Carbon Monoxide Coordination and Reversible Photodissociation in Copper(I) Pyridylalkylamine Compounds

Systematic studies of CO coordination and photodissociation have been carried out for a series of copper(I) carbonyl compounds possessing tripodal tetradentate ligands, [CuI(L)(CO)]B(C6F5)4 (L = Me2N-TMPA (1Me2N), MeO-TMPA (1MeO), H-TMPA (1H), PMEA (2pmea), PMAP (2pmap), BQPA (3bqpa). Detailed structural, electrochemical, and infrared characterization has been accomplished. In addition, various experimental techniques were utilized to determine equilibrium binding constants (KCO), association (kCO), and dissociation (k-CO) rate constants, as well as the thermodynamic (ΔH°, ΔS°) and activation parameters (ΔH⧧, ΔS⧧) that regulate these processes.

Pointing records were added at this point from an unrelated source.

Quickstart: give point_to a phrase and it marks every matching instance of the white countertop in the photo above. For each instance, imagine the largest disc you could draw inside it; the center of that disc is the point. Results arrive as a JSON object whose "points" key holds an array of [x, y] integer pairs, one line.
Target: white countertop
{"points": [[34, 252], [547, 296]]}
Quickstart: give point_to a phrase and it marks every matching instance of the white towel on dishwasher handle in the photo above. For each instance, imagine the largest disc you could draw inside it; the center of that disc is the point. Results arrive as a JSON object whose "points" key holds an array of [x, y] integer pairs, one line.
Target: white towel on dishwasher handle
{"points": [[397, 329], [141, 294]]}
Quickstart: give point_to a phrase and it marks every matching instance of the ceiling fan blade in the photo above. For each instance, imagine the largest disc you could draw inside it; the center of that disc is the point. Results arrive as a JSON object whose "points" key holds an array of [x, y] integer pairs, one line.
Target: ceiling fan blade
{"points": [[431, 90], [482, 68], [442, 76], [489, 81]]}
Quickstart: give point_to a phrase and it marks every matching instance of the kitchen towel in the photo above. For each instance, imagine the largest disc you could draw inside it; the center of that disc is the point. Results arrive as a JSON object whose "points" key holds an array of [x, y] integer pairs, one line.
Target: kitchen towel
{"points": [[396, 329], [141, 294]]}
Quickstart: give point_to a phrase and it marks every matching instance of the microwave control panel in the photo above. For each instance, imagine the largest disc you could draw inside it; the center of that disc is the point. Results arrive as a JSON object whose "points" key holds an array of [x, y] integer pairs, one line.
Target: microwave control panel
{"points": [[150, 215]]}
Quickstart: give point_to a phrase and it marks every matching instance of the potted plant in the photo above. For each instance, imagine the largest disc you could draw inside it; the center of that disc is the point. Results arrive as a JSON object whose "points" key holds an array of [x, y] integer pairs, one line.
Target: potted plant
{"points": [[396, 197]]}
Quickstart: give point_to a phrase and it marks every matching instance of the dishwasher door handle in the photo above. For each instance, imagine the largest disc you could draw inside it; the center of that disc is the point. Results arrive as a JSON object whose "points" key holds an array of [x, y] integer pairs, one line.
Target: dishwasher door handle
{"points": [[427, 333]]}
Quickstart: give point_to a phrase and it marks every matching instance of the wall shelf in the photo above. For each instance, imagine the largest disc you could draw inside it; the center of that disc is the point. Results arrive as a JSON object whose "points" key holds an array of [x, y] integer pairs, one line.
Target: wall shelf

With increased ligand-electron-donating ability, greater π back-bonding results in stronger Cu−CO bonds, leading to KCO values on the order 1Me2N−CO > 1MeO−CO > 1H−CO. With systematic synthetic expansion of the five-membered chelate rings like 1R to six-membered chelate rings like 2R, the stability of the CO adduct decreases, 1H−CO > 2pmea−CO > 2pmap−CO. The CO-binding properties of 3bqpa did not follow trends observed for the other compounds, presumably because of its bulkier ligand framework. Through solid- and solution-state analyses, we concluded that the photolabile carbonyl species in solution possess a tridentate coordination mode, forming strictly five-membered chelate rings to the copper ion with one dangling arm of the tripodal ligand. Carbon monoxide reversibly photodissociated from complexes 1Me2N−CO, 1MeO−CO, 1H−CO, and 3bqpa−CO in coordinating (CH3CN) and weakly coordinating (THF) solvent but not from 2pmea−CO and 2pmap−CO. Comparisons to O2-binding data available for these copper complexes as well as to small molecule (O2, CO, NO) reactions with hemes and copper proteins are discussed.